According to Scampion and May, incidents outside the workplace are most likely to warrant dismissal when: “The employer’s business is damaged in some way, the conduct has cast doubt on the employee’s suitability for the job, the conduct has adversely affected relationships with other employees in the workplace, the conduct has had an impact on safety at work, [or] the conduct has undermined the trust and confidence between the employer and employee.”
Thanks to this, May and Scampion say Smith’s recent antics could easily warrant disciplinary action, even up to dismissal – in some cases.
“Aaron Smith was in his All Blacks ‘number ones’ and travelling with the team. As such there was a clear relationship between the conduct and the employment. It’s not necessarily a question of where the conduct occurs but rather its impact or potential impact on the employer’s organisation. There is likely reputational damage here not to mention the conduct potentially undermining the trust and confidence,” they explain.
However, it’s not necessarily cut-and-dry.
“In saying that, behaviour by employees like criminal offending, unsafe or reckless conduct, or conduct in breach of professional ethical standard is easier to call for the employer in terms of disciplinary action,” they admit.

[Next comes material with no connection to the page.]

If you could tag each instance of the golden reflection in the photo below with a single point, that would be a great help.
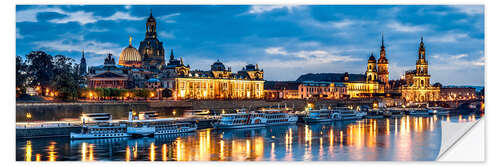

“Aaron’s conduct is probably more borderline - despite being inappropriate it appears to have been consensual. However, there are plenty of examples now where ‘lawful’ conduct outside the workplace results in disciplinary action.”
Interestingly, overwhelming media attention and public interest – like what we’ve seen with Aaron Smith – may even give employers more scope to discipline or dismiss unruly employees.
Scampion and May point to a 2013 case in which a senior investment analyst and Forsyth Barr was dismissed after he was convicted of causing grievous bodily harm with reckless disregard while driving.
“The incident, and the ensuing criminal charge and court case, was highly publicized and the subject of intense media interest. Forsyth Barr was repeatedly mentioned in media reports as being the employer,” reveal the pair.
“Following the employee's conviction and sentencing, Forsyth Barr dismissed the employee without notice for serious misconduct. The employee raised a personal grievance, claiming he was unjustifiably dismissed.”
Eventually, the ERA held that, despite offending occurring outside of the workplace and during personal time, the incident and subsequent conviction attracted such significant negative publicity that the employer’s reputation was adversely impacted – so the dismissal was fair.
“It is important to note that in this case the judge emphasized the fact that this was a senior employee, who was in a relatively high profile role which required regular contact with the media. The question of whether the decision to dismiss was what a fair and reasonable employer could do in all the circumstances will turn on the specifics of each case,” say Scampion and May.
Finally, as Smith awaits his as-yet unscheduled misconduct hearing, the pair have some advice for employers who have to hold similar meetings.
“Fair procedure must always be followed,” they stress. “Even where an employee has engaged in conduct which the employer finds shocking, good process should be a priority.
“Also, care needs to be taken when framing the disciplinary allegations about the ways in which the external conduct is said to impact on the employer; is it reputational damage? Unfitness? How does the conduct show that the employee is unfit? General undermining of trust and confidence?
“Carrying out this analysis carefully will ensure that the dismissal (or other disciplinary action) will fit within the principles the Courts have adopted.”